6

Consider a situation where a public formula specifies the amount of treatment (the dollar amount of financial aid) students receive and I am interested in estimating the causal effect of treatment on a given outcome.

For example, say that I know that treatment ($X$) is generated by the following simplistic formula $X$ = $Z_1$ + ($Z_2$ / $Z_1$). Also assume that $Z_1$ and $Z_2$ also have some impact on the outcome so that $Z_1$ and $Z_2$ are confounders.

Since treatment assignment is fully understood, do I simply need to adjust for the formula above (and maybe with some predictors of outcome to increase statistical precision) to identify a causal effect?

Alternatively, if $Z_1$ and $Z_2$ are not confounders - but do determine treatment assignment - is any adjustment required? I understand that no confounders basically should imply that no adjustment is necessary. However, something just feels off about this approach.

  • So X is continuous and is the amount of aid given, and Z1 + Z2/Z1 is the formula, such as need and merit. I don't understand. X is perfectly predicted by Z1 + Z2/Z1 and you want to include Z1 and Z2 as variables in the model? – AdamO Nov 08 '23 at 21:24

2 Answers2

11

If you are certain that $X$ is caused only by $Z_1$ and $Z_2$ (however the data-generating model for $X$ is), then the causal effect of $X$ on $Y$ is nonparametrically identified. However, there is a problem with this system as you have described it: $X$ is deterministically caused by $\{Z_1, Z_2\}$, which means another critical assumption, positivity, is violated. Adjusting for $Z_1$ and $Z_2$ (e.g., by stratifying on them) eliminates all variation in $X$, which means you can't compute the adjusted association between $X$ and $Y$.

There are two ways this can be avoided: 1) there is another variable, e.g., $U_X$, that causes variation in $X$ and is independent of $Y$ given $Z_1$ and $Z_2$, or $X$ is non-deterministic given $Z_1$ and $Z_2$ (e.g., is stochastic), in which case positivity is not necessarily violated and you can use standard methods (including stratification or IPW) to estimate the effect of $X$ on $Y$, and 2) you can correctly specific the outcome model and the treatment model is not nested within it, in which case there is still variation in $X$ after adjusting for $Z_1$ and $Z_2$ but the confounding has been adequately removed, so you can estimate the effect of $X$ on $Y$ using an outcome regression model (parametric g-formula).

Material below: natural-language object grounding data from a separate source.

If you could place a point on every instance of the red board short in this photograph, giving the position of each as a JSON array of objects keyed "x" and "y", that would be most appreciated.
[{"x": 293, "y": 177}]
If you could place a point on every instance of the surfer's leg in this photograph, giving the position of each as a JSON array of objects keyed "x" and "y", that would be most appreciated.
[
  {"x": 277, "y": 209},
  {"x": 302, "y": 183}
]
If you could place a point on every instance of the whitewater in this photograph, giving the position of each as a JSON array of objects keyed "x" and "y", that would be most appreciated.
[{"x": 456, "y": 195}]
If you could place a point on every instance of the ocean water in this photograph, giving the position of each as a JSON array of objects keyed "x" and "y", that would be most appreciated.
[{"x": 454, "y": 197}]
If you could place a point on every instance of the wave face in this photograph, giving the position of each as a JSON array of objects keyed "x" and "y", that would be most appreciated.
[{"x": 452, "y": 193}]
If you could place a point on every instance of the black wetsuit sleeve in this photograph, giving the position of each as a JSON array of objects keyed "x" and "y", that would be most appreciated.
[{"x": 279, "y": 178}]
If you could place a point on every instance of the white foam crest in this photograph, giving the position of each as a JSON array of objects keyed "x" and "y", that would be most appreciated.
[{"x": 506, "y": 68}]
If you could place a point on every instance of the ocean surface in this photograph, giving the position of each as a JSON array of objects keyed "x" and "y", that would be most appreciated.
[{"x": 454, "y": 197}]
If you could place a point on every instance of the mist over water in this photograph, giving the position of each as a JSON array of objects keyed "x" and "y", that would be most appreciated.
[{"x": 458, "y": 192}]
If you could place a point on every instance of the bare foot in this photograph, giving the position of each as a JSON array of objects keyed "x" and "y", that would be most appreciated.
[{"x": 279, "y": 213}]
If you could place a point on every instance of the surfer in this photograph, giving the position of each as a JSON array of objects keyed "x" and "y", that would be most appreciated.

If neither of these conditions are met, then you will not be able to use standard covariate adjustment methods to estimate the effect of $X$ on $Y$; it is impossible to disentangle the effect of $X$ from the effects of $Z_1$ and $Z_2$.

Below is an example using a simulated dataset in R.

set.seed(300)
n <- 1e5
Z1 <- rbinom(n, 4, .5) + 1
Z2 <- rbinom(n, 8, .4) + 1

Deterministic X

X <- Z1 + Z2/Z1

Confoudned Y; True effect = 1

Y <- X + Z1^2 - Z2 + rnorm(n)

Stratification estimate, deterministic X

ZZ <- interaction(Z1, Z2) sapply(levels(ZZ), function(z) { lm.fit(cbind(1, X[ZZ==z]), Y[ZZ==z])$coef[2] * mean(ZZ==z) }) |> table(useNA = "i") #> #> <NA> #> 45

Regression estimate, deterministic X

lm.fit(cbind(1, X, Z1^2, Z2), Y)$coef[2] #> X #> 1.008688

Stochastic X

Xs <- X + rnorm(n) Ys <- Xs + Z1^2 - Z2 + rnorm(n)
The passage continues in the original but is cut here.